Comment comprendre l'existence de complexes militaro-industriels, issus de logiques étatiques, avec les progrès de la mondialisation. Les multiples coopérations en matières de programme d'armement ne suffisent pas à expliquer l'intégration en complexes à la taille et aux ramifications sans aucune comparaison historique d'activités multinationales en constante progression. La mondialisation et la financiarisation semblent aller de pair avec une constante augmentation de dépenses militaires, alors que les conflits armés actuels, même s'ils sont encore nombreux et épars sur la planète, ne mobilisent pas des quantités d'armement si importantes que cela... C'est en fait plusieurs questions qui se posent, il n'est pas sûr que les experts aux services des différents complexes militaro-industriels puissent y répondre :

- Quel est le poids réel des groupes d'armement dans l'économie mondiale? Entre des commerces gris occultes qui concernent en masse notamment les armes légères et des croisements de participation financière, par filiales interposées, à l'image de ce qu'est le vaste marché des dettes mondiales, il est bien difficile de s'y retrouver. la "traçabilité" des transactions et même du circuit commandes-productions-livraisons n'est pas assurée. On peut même dire que compte tenu de la nature des marchandises concernées, le secret constitue un des aspects les plus importants.

- Quelle est la part réelle de la mondialisation des affaires d'armement et des différentes sanctuarisations par les Etats de certains pans des industries militaires?
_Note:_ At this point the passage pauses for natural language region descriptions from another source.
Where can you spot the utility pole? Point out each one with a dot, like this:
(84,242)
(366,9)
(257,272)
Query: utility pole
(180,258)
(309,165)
- Peut-on distinguer réellement aujourd'hui le poids financier des complexes militaro-industriels de leur poids industriel (matériel) réel? La financiarisation de l'économie brouille réellement les perceptions?

Des éléments de réponses existent, mais parfois ils ne dépassent souvent pas la théorie elle-même, faute d'études suffisamment précises et ouvertes au public. Le croisement de l'explosion des transactions concernant les armes légères, leur dissémination dans toute la planète - qui expliquerait peut-être la persistance de nombreux conflits armés - et de l'explosion des coûts des armements majeurs (à un point qu'une armée ne pourrait plus, si toutes les potentialités technologiques étaient réunies sur un armement, s'offrir qu'un exemplaire unique par type d'armes majeures) peut donner déjà une première idée. Même si ce ne sont pas les mêmes composants des différents complexes militaro-industriels (groupes intégrés à nombreuses zones grises) qui sont concernées par ces deux phénomènes. L'importance des complexes militaro-industriels pose la question de la nature de cette mondialisation dont on parle tant, plus économique et financière que politique et sociale...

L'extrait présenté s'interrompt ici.